Ahead of the filing of the second phase of the Tax Reform for Acceleration and Inclusion (TRAIN) Act in the House of Representatives, the proposed bill has already drawn opposition from some senators.

The tax measure calls for, among others, the rationalization of tax holiday privileges granted to some investors and the reduction of corporate income taxes.

Senate Majority Leader Juan Miguel Zubiri said recently that no senator has expressed his or her intention to sponsor the bill.

Considering that President Duterte endorsed the bill in his recent State of the Nation Address, it should have, following parliamentary tradition, immediately drawn support from the administration’s allies in the Senate. More so from the senators who want to be included in the administration’s senatorial ticket.

Not this time. Some senators have distanced themselves from it like a plague.

But they cannot be faulted for taking that stance. They got burned, so to speak, in the first phase of the TRAIN law. With the assurance of the administration’s economic managers that new and additional taxes will have minimal inflationary effect on the economy, they approved it.

Instead, the country’s inflation rate soared, as of June, to 5.2 percent which is considered the highest in so many years. The economic managers’ explanation that the unexpected rise in the prices of oil-based products and depreciation of the Philippine peso against the US dollar accounted for the spike in the prices of basic commodities did not impress the senators.

With regard to the second phase of the TRAIN law, the economic managers said it would raise additional revenues for the government without affecting wage earners and small businesses.

But according to Zubiri, the removal of the tax perks could lead to job losses and fewer investments as some investors may move their investments to other countries, like Vietnam.

And once they pull out, getting them back may be difficult, if not next to impossible, because the country to which they have relocated would do everything in their power to keep them so they can continue to give employment to their citizens.

Unless the economic managers are able to convince the senators that measures that can effectively avoid the feared exodus of investors are in place, or President Duterte goes out of his way to lobby for the approval of the second phase, it is doubtful if it would even go past the committee level in the Senate.

With the 2019 elections just a few months away, no senator who plans to run for reelection or has political ambitions that go beyond 2022 would want to be named or perceived as having sponsored or voted for a law that sent foreign investors packing and, in the process, made hundreds of Filipinos jobless.

In 2007, Sen. Ralph Recto lost his reelection bid because of the backlash from his sponsorship of the Expanded Value-Added Tax Law.

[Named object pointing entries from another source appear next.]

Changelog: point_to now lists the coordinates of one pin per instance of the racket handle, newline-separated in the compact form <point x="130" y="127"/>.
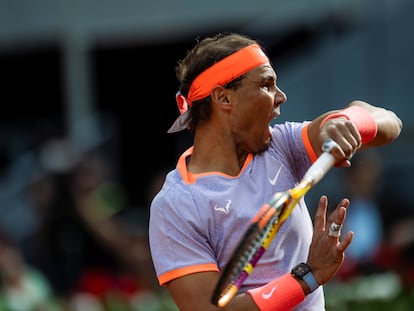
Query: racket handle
<point x="322" y="165"/>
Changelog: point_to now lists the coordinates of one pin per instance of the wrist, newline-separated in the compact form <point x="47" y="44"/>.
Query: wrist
<point x="302" y="272"/>
<point x="362" y="119"/>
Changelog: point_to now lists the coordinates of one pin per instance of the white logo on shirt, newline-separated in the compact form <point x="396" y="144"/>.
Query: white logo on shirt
<point x="274" y="179"/>
<point x="225" y="209"/>
<point x="269" y="294"/>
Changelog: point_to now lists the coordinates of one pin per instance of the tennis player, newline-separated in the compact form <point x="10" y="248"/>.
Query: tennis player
<point x="227" y="97"/>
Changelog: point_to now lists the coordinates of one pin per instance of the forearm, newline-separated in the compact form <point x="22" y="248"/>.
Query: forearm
<point x="389" y="125"/>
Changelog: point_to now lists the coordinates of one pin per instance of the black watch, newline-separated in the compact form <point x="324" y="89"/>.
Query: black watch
<point x="303" y="272"/>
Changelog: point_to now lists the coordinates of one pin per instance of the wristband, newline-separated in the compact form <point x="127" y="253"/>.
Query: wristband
<point x="281" y="294"/>
<point x="363" y="120"/>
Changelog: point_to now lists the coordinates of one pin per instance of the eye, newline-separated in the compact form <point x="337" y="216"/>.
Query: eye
<point x="269" y="85"/>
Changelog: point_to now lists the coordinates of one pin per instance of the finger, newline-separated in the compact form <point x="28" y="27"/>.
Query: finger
<point x="339" y="214"/>
<point x="320" y="216"/>
<point x="346" y="241"/>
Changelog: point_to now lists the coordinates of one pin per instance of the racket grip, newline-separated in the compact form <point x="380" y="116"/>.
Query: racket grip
<point x="322" y="165"/>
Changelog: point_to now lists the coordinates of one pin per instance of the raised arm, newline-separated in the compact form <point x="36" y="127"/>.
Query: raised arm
<point x="346" y="127"/>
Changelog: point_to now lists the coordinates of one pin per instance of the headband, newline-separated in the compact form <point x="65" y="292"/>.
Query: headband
<point x="221" y="73"/>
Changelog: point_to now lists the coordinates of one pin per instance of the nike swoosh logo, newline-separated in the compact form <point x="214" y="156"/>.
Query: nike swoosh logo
<point x="269" y="294"/>
<point x="274" y="179"/>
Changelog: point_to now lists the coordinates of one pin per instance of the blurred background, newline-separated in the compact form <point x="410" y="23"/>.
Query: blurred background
<point x="87" y="93"/>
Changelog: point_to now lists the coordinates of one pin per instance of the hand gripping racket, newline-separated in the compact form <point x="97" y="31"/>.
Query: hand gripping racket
<point x="264" y="226"/>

Note that social media then was not yet a potent political tool. This time, it can make or break the difference between the 12th and 13th slots on the list of elected senators.

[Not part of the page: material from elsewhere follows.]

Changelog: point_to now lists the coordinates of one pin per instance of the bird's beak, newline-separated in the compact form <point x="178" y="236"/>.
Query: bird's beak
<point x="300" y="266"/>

Given these considerations, it may be prudent for the administration to start thinking of a Plan B.

For one, the administration may have to rethink it’s earlier decision to principally finance its “Build, Build, Build” program through tax revenues or foreign loans, or its combination, and not on public-private partnership arrangements that the past administration used to accomplish the same objective.

There is no dearth in local business conglomerates that have foreign partners with deep pockets that can pitch in to help the administration achieve its ambitious infrastructure goal.

Considering the wringer through which the first phase of the TRAIN law went through, the economic managers may have to go back to the drawing board to make the second phase acceptable, if at all, to the senators.